Genus of flowering plants

Adelinia grandis, previously known as Cynoglossum grande, is a species of flowering plant commonly known as hound's tongue in the borage family. It is the only species in the genus Adelinia.

Producing panicles of blue flowers, the species is native to western North America and was used medicinally by Native Americans to treat burns and stomach aches.

== Description ==
It is a perennial herb producing an erect stem up to 80 cm tall from a taproot. The leaves are mostly located around the base of the plant, each with an oval blade up to 15 cm long held on a petiole, which near the base are also up to 15 cm long.

The inflorescence is a panicle of flowers on individual pedicels.
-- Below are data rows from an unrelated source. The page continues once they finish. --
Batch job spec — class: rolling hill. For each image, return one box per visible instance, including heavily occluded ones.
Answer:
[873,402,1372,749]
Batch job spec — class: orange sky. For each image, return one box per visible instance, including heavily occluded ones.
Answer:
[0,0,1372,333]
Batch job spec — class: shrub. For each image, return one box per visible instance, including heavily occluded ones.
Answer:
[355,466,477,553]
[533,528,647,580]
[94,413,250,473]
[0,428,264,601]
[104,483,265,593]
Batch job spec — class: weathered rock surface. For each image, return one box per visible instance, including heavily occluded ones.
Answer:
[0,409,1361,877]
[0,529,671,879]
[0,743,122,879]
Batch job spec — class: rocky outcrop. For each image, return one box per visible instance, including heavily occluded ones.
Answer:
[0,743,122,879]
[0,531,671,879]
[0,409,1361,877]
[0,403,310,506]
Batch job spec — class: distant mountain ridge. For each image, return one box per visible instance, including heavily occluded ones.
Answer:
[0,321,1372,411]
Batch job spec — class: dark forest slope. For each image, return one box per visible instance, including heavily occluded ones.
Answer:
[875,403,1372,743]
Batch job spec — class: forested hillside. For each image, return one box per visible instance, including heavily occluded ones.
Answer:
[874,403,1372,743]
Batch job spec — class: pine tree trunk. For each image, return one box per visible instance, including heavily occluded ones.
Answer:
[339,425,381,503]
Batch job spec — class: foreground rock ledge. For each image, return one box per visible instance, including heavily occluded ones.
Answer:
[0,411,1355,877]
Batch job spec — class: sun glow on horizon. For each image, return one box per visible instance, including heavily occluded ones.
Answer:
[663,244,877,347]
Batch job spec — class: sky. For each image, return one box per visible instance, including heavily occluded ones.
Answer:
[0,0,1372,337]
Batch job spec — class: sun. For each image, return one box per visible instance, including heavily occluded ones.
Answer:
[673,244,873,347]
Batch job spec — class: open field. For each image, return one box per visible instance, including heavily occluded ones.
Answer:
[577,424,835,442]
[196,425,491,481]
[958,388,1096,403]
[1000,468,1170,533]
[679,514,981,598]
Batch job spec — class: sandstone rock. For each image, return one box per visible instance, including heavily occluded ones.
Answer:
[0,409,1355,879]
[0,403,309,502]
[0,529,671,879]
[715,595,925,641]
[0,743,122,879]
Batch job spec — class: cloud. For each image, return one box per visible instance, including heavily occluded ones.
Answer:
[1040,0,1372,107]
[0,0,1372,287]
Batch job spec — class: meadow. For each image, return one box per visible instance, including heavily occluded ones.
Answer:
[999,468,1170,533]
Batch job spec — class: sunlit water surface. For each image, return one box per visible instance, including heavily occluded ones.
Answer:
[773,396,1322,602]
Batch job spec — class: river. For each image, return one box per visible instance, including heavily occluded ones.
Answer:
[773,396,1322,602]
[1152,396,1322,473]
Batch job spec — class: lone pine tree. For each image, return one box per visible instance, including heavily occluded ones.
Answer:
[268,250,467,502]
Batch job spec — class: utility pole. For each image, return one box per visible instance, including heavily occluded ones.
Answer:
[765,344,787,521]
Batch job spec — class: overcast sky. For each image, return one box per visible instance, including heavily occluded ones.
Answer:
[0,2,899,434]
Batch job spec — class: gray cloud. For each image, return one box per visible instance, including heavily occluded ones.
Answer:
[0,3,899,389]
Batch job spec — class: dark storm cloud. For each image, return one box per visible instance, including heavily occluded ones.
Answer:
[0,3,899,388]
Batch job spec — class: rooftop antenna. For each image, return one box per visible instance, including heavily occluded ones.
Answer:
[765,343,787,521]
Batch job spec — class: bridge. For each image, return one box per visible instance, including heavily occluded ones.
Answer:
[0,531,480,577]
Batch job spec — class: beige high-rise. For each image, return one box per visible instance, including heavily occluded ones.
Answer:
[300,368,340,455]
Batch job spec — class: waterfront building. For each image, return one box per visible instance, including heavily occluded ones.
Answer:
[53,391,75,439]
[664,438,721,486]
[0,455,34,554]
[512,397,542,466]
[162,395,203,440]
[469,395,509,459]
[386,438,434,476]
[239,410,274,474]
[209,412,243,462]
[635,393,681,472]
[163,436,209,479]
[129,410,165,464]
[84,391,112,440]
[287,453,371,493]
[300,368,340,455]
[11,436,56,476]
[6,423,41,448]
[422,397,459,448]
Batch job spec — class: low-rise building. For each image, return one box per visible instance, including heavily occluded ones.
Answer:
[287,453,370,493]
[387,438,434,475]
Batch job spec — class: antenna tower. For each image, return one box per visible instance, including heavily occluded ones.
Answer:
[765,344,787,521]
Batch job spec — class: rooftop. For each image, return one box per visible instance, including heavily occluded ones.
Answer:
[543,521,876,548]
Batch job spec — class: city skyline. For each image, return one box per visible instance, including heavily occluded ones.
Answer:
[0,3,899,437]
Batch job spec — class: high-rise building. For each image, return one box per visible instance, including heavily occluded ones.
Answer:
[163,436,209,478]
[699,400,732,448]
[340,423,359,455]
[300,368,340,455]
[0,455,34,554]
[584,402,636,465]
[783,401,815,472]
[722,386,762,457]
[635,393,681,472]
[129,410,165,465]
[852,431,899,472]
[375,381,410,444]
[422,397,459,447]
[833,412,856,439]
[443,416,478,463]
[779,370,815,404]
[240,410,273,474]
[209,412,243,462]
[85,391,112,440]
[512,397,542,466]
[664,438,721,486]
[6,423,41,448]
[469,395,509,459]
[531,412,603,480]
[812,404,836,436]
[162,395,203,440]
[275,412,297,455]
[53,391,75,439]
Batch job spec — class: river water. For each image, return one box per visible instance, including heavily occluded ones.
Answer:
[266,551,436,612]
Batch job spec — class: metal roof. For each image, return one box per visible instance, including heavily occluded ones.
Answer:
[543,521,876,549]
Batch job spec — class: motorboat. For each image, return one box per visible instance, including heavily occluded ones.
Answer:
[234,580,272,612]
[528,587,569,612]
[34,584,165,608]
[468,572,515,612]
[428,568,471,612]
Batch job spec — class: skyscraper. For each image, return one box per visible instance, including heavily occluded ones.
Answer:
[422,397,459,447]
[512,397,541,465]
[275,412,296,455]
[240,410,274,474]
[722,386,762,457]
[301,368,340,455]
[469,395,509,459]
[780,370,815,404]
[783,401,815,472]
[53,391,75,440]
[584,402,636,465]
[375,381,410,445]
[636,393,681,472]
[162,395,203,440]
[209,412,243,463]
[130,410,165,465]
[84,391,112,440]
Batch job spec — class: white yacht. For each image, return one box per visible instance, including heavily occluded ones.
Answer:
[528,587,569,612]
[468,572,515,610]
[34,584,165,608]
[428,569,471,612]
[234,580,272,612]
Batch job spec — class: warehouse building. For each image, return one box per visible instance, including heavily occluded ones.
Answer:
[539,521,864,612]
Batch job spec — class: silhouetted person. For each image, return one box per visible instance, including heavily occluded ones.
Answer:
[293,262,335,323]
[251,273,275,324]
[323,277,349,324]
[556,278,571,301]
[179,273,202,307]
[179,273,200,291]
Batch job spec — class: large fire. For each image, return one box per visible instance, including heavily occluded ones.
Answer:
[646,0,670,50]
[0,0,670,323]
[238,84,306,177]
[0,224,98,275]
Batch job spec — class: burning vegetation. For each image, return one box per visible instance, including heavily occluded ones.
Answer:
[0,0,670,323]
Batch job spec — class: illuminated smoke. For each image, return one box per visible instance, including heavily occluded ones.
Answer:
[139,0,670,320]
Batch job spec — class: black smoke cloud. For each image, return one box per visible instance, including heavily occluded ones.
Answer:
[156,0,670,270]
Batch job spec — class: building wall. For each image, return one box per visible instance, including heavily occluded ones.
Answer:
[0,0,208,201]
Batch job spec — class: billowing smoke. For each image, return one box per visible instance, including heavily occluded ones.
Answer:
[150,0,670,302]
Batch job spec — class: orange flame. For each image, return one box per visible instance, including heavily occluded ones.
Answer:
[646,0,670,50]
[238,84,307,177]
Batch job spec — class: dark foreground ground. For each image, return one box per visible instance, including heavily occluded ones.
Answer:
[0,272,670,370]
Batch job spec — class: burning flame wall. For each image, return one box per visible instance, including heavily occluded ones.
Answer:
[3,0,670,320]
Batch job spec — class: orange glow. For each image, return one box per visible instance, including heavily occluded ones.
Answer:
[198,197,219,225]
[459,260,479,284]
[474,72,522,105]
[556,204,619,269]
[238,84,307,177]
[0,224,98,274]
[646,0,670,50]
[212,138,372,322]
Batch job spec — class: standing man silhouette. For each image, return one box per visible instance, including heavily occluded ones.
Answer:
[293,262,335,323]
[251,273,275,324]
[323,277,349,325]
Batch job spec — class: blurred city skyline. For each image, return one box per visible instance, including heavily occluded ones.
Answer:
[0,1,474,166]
Each five-lobed flower is bright to deep blue with white appendages at the center. It is 1 to 1.5 cm wide. The fruit is an array of four slightly bristly nutlets.

== Etymology ==
The genus name of Adelinia honours Adeline Etta Cohen (b. 2014), daughter of American botanist James I. Cohen, who described the plant.

== Distribution and habitat ==
The species is native to western North America from British Columbia to California, where it grows in shady areas in woodland and chaparral. On the forest floor of California oak woodlands typical plant associates are Calochortus amabilis, C. luteus, and Delphinium variegatum.

==Uses==
Native Americans made a preparation of the roots to treat burns and stomach aches.